I wonder whether we couldn't also bring palaeoclimatology to the table, and ask whether a microclimate helpful to the raising of tropical plants like aute might have existed at Taporapora half a millennium or so ago.
Microclimates certainly exist in the Kaipara region today: olives and other Mediterranean crops are grown on the Tinopai peninsula, which extends into the harbour from the north, and is known for its warm and dry weather.

David Simmons reports that different groups settled Taporapora at different times. The second group to settle on the island brought aute, and presumably wielded aute beaters. In my essay on Nikau Hindin I report linguist Roy Harlow's belief that different Eastern Polynesian peoples settled Aotearoa at different times, before coalescing and becoming the ancestors of Maori. Harlow detects a trace of Mangaian in the dialects of regions like the Kaipara.

Perhaps a fragment of tropical Polynesian society established itself and persisted in a stable state for some time, on the atoll-like island of Taporapora, centuries before the emergence of what we know today as Maori culture?

I wish our archaeologists had a submarine, so that they could look at the ancient lands of Taporapora and Paorae.

[Posted by Scott Hamilton]

3 Comments:

Blogger Richard said...

This is very good. I know Brett used to live up that way. Cowan writes very well (I once had a book of his factual stories). He was quite enlightened and prepared to talk with Maori. I believe he knew Maori.

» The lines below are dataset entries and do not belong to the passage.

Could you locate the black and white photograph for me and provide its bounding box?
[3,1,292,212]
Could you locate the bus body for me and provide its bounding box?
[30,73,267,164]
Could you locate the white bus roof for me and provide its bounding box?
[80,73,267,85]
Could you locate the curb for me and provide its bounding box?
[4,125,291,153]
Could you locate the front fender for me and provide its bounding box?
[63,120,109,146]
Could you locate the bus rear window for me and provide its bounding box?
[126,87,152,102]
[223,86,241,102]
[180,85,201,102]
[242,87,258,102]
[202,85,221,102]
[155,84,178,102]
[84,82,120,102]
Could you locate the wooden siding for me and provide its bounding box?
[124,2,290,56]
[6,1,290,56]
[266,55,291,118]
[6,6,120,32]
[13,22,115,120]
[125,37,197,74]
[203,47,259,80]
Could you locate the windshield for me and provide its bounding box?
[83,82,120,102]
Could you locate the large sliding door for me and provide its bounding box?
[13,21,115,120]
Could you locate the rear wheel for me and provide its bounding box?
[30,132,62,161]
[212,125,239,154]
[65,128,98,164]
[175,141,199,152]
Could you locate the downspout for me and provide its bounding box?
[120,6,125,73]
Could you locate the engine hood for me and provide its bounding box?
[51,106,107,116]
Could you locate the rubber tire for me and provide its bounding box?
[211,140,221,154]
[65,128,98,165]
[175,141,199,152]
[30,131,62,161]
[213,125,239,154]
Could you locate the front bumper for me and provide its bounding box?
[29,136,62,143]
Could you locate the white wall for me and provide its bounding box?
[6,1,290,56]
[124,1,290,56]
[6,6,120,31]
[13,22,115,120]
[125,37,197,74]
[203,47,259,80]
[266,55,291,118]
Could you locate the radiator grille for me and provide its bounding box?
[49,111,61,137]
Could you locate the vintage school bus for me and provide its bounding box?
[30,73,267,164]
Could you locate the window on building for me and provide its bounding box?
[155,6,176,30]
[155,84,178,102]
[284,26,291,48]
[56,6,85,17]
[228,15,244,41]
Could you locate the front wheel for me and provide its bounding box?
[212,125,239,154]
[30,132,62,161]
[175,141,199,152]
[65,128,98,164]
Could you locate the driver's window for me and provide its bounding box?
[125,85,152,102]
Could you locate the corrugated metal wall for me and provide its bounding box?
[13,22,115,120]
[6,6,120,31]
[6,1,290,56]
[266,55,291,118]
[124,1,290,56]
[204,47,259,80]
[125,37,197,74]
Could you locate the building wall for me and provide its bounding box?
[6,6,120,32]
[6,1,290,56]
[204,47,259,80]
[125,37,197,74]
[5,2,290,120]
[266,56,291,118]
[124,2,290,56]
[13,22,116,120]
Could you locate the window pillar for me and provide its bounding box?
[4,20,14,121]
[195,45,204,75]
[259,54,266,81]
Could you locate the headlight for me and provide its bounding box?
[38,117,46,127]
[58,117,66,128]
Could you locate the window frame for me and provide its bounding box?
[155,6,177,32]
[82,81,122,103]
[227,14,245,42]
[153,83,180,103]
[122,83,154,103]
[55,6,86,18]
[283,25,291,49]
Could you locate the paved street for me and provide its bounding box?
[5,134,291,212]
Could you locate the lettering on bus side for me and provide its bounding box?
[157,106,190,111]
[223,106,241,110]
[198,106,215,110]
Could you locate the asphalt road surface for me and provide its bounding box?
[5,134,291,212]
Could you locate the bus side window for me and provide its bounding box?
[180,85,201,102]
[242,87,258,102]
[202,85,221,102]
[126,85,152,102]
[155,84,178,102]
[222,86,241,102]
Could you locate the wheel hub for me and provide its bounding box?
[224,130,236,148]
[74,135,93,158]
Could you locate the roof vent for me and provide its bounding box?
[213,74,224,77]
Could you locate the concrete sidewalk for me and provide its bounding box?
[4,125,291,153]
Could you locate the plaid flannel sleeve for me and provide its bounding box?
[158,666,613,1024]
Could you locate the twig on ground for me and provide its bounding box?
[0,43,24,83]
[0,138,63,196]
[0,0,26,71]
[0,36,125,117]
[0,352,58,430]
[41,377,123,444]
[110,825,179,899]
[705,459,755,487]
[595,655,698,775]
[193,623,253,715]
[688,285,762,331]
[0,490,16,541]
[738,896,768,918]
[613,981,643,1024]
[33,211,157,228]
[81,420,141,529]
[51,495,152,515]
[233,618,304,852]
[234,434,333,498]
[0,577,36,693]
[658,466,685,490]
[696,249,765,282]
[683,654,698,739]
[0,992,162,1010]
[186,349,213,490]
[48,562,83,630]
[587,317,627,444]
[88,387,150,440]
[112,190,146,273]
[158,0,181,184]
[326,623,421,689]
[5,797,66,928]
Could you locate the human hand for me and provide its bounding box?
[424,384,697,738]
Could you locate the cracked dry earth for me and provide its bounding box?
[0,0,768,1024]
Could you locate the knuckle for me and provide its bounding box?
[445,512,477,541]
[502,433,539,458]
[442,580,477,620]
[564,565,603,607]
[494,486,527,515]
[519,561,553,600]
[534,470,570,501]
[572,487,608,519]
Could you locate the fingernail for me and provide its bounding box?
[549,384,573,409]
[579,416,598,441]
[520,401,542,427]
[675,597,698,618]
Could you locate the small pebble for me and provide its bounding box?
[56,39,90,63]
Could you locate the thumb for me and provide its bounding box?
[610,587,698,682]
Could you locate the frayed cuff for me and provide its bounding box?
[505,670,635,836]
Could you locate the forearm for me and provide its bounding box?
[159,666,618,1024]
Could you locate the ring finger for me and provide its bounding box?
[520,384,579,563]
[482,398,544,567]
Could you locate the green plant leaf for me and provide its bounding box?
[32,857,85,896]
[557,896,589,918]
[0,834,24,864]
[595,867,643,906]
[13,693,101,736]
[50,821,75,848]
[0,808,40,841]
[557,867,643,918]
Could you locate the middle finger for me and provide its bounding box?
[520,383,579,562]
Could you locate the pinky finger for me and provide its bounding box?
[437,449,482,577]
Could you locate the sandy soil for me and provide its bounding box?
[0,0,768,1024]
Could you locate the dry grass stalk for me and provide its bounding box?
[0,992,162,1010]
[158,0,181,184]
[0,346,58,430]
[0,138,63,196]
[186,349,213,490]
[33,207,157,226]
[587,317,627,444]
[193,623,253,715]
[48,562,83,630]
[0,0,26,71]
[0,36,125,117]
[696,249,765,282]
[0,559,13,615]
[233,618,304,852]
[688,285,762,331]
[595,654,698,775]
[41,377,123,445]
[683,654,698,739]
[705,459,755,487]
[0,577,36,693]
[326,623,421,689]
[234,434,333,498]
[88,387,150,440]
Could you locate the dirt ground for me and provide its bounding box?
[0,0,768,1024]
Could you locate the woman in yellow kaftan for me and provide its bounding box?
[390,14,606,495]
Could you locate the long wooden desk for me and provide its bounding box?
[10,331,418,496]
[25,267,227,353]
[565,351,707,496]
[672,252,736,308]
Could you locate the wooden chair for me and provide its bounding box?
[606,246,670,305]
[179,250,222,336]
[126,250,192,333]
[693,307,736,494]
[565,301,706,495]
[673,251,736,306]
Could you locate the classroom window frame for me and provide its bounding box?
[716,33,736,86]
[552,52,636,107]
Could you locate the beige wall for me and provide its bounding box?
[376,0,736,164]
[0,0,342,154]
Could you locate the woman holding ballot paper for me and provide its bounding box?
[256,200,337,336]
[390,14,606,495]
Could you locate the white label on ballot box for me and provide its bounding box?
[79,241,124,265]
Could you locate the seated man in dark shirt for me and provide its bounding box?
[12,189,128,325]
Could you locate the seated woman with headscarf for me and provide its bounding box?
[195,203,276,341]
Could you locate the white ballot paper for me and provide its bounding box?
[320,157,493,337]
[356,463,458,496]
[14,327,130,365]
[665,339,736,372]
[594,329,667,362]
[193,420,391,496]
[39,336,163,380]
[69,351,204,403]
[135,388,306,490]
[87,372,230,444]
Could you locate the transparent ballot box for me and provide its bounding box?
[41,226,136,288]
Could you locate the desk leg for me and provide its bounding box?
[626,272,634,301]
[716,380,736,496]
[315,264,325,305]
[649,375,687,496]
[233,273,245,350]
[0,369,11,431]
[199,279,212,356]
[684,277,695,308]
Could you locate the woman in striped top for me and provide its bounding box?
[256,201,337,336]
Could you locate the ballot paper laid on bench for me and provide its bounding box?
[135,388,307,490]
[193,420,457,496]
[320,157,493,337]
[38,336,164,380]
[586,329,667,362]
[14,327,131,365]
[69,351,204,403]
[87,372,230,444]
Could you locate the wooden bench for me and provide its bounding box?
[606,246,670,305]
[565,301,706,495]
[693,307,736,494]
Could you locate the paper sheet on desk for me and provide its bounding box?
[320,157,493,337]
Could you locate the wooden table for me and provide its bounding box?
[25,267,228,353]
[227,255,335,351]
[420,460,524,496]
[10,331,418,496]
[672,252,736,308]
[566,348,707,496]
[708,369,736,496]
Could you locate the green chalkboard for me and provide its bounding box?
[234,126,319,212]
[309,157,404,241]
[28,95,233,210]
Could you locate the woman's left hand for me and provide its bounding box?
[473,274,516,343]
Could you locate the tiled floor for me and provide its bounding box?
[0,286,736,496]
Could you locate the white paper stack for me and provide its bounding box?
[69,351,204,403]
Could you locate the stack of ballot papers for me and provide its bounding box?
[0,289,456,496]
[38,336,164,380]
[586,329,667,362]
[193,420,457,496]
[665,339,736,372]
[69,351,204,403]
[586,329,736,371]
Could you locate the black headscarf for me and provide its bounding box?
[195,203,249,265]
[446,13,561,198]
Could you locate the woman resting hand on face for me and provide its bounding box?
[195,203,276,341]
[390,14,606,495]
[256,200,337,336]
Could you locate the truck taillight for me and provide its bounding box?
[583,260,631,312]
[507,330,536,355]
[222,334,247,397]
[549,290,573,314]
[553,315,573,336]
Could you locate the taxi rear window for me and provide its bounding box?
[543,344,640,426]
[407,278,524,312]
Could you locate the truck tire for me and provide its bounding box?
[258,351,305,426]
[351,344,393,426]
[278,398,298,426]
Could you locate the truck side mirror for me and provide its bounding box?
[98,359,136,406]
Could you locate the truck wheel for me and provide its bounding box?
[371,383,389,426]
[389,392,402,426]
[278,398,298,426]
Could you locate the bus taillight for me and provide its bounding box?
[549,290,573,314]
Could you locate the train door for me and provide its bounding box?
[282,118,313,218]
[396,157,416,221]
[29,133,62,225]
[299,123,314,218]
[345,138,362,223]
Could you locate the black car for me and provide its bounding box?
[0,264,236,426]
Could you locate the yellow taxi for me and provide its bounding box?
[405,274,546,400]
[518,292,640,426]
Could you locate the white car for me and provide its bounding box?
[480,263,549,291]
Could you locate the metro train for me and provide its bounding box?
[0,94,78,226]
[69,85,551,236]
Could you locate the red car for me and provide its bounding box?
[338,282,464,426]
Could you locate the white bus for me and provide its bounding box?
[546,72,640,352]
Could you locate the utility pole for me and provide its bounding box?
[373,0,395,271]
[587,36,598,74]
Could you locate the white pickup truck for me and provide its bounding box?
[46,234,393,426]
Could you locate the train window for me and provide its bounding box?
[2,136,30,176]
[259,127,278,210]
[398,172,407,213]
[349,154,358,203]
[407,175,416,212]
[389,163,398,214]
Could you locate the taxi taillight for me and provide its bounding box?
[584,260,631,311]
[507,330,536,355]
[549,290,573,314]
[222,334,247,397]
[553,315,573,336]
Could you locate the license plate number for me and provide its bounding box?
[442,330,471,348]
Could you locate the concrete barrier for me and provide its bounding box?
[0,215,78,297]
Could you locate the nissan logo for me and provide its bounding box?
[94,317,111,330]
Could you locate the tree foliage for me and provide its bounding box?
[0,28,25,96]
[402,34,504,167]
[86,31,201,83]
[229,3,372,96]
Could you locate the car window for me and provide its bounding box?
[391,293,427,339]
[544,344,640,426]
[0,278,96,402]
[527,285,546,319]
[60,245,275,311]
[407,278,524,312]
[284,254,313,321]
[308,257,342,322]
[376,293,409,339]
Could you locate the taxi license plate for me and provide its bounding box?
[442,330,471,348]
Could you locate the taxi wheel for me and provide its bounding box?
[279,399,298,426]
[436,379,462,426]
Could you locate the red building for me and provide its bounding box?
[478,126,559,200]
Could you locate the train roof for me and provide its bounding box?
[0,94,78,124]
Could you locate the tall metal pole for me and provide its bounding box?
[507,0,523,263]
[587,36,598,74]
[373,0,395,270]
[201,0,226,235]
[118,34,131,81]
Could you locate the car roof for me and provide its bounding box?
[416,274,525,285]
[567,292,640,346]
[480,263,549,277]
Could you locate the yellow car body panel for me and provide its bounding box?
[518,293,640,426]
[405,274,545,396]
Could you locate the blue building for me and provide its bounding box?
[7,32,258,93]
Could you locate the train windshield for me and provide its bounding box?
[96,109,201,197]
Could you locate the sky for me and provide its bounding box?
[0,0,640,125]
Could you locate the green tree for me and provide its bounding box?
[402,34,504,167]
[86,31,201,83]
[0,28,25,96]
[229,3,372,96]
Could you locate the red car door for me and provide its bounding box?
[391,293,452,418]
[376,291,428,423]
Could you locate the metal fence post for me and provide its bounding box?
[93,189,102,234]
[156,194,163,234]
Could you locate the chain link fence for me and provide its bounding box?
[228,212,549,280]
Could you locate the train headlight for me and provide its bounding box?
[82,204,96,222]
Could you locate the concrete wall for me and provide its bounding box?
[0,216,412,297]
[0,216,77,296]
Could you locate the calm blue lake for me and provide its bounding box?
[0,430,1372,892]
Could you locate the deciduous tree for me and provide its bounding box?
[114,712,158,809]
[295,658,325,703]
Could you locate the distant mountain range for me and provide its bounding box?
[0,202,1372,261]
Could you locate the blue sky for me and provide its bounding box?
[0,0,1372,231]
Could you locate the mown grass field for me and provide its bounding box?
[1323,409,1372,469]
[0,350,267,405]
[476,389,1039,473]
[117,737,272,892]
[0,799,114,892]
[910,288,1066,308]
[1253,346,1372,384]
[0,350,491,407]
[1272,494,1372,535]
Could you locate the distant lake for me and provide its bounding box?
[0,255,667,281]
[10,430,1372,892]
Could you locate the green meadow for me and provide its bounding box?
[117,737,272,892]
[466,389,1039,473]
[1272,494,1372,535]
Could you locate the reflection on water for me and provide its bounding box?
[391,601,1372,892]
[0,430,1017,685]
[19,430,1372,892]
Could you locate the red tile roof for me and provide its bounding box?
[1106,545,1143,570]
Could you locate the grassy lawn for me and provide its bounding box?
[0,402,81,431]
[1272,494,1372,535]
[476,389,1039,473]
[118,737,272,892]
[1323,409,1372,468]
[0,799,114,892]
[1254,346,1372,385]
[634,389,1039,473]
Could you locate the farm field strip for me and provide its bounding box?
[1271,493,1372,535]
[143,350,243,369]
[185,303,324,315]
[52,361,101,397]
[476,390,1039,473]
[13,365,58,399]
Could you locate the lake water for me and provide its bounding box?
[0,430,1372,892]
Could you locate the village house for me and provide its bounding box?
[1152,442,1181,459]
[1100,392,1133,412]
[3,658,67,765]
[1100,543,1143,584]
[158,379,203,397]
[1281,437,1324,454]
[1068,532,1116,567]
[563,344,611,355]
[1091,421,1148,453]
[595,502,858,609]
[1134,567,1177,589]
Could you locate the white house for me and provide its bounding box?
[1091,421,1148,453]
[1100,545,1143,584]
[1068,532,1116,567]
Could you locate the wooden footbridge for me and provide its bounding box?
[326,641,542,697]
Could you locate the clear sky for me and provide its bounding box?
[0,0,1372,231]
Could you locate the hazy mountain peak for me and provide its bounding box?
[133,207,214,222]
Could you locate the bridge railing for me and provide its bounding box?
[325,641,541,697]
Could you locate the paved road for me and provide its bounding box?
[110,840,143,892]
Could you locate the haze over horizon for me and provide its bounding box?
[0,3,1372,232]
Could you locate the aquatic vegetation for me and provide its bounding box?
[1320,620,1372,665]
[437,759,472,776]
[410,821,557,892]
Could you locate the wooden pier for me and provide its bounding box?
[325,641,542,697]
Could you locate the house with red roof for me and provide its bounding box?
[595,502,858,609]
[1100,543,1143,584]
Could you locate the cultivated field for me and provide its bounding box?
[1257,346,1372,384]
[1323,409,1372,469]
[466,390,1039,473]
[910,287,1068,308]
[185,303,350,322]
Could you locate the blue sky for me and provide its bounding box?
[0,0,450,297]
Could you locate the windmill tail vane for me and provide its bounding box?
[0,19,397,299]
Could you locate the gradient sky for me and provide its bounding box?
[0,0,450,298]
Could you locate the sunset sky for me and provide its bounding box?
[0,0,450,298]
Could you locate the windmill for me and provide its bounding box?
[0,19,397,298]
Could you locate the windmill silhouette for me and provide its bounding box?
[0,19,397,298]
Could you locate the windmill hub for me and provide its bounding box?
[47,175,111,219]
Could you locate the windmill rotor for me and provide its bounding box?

Derrida et al undermine these ideas of say spoken language being purer than written (which Plato argues for, he thinks that it weakens the memory etc I think in the Theatatus, but Derrida questions all these notions of purity (including that we ever had a "pure" body, an initial, totally innocent state (so of course he, respectfully, deconstructs [questions, opens up] the writings of Rousseau who is nevertheless an important philosopher in the canon per se, and he realised that...): so these tales told would in fact be MORE RELIABLE or AS RELIABLE if written down. Both modes, in fact any language mode is subject to error etc, but that doesn't matter as things can be passed on either way....

In any case the memory of the kumara lands becomes a fictionalised truth or a truthalised fiction...something like that subject to the same 'erosion' the sea gradually brings about (this is the genius of the kaumatua who told the story of it, he realised it was of indeterminate time and even place: much is known, but much will remain unknown, everything decays as in W. G. Sebalds novel set in the East of England where things are crumbling away into the sea, where memory is doubtful (this arises inter alia in a short novel called 'The Bookshop' by Penelope Fitzgerald): and no submarines, no investigation will uncover it. It is good to leave some things unknown, untouched. Knowledge can mean death.

Meanwhile Panmure remains as complex as any place on this earth from the micro to the macrocosmic level. I am repairing my house as I prepare it for painting at the moment.Much occurs here that time will also obliterate like the kumara lands.

The tapa or aute were / are made, it seems. It can now become a new tradition. It doesn't require precedence or permission.

12:22 pm  
Anonymous hotmail said...

Nice post and looking forward to read more.

6:58 am  
Anonymous Edward Ashby said...

Would make sense. The very old traditions of the area are wonderful. One I learnt tells of the last moa found near Riverhead. There were also taro grown in the south Kaipara. Marine archaeology is pretty rare in most places, and particularly NZ it seems, though a colleague of mine trained in it.